Backing up is something we all know we should do, but it always seems like such a hassle. Recently I decided to set up a simple way of backing up the main directories on my main Ubuntu machine. All I want is to copy the most important files to an encrypted external hard drive, with minimal work.
Originally I looked into using Ubuntu’s built-in Backups tool, but it wasn’t quite fit for what I wanted. Its main drawback is that, although it allows you to ignore specific directories, it doesn’t allow you to specify a pattern. As a front-end developer, I have a lot of
node_modules directories, which contain thousands of files that do not need backing up. It turns out that the command-line tool
rsync offers this, and everything else I need for backing up.
If you have heard of rsync before, you might think it is only for transferring between local and remote machines, but it is just as good at transferring between hard drives. There are a few flags to pass which make it work well for backing up. Below is the command I use. Note the backslashes
\ are just there so that the command can be written across multiple lines for better readability.
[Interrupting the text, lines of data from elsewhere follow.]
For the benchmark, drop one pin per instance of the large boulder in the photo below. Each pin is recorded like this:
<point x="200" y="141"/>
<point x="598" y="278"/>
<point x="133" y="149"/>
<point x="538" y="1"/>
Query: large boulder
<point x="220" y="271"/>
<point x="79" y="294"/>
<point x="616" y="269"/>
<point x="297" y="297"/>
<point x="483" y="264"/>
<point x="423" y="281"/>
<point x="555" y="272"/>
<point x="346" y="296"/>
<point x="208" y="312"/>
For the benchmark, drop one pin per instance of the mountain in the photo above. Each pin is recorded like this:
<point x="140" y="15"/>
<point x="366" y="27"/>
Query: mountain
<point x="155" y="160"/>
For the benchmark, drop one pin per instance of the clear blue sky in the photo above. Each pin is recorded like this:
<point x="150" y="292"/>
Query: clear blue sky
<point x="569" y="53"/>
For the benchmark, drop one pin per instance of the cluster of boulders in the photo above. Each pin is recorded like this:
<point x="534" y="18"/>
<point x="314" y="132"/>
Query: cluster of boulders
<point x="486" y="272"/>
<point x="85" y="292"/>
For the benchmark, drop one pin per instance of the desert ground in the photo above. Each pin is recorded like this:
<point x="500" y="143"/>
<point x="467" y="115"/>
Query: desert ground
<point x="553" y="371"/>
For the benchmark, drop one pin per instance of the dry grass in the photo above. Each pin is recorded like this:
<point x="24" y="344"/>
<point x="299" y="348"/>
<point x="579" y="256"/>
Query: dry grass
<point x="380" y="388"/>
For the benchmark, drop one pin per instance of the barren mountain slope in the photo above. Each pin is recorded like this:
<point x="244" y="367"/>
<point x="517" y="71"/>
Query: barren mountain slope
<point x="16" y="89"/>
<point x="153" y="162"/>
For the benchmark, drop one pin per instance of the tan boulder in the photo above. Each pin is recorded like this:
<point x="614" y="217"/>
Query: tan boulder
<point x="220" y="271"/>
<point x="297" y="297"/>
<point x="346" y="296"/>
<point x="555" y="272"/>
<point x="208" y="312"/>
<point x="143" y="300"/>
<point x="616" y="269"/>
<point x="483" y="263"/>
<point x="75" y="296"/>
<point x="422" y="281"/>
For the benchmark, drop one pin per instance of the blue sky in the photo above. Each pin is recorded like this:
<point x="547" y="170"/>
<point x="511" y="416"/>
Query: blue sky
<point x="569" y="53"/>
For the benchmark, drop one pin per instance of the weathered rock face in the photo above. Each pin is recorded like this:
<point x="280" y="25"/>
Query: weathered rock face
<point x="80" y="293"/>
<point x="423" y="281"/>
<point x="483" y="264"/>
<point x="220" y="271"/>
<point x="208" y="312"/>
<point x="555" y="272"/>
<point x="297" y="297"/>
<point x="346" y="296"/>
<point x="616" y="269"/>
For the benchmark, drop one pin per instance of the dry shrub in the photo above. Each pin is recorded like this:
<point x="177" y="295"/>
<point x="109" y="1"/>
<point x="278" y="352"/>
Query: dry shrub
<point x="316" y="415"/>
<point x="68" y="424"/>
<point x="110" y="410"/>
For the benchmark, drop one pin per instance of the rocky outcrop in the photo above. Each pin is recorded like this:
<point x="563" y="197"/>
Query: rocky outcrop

rsync --archive --delete --progress --human-readable \ --exclude node_modules --exclude tmp \ ~/dev ~/Documents ~/Pictures \ /media/gearoid/external-drive/Backup
--archive flag is the most important here. It actually sets several other flags behind the scenes, including making the rsync move recursively through directories, as well as maintaining ownership and permissions. The
--delete flag removes files and directories at the destination that are no longer at the source. Essentially the whole command will create a mirror of the
~/Pictures directories in a directory called
Backup on my external hard drive.
If you’re looking for a very simple backup solution, have a look at rsync. It could be all you need.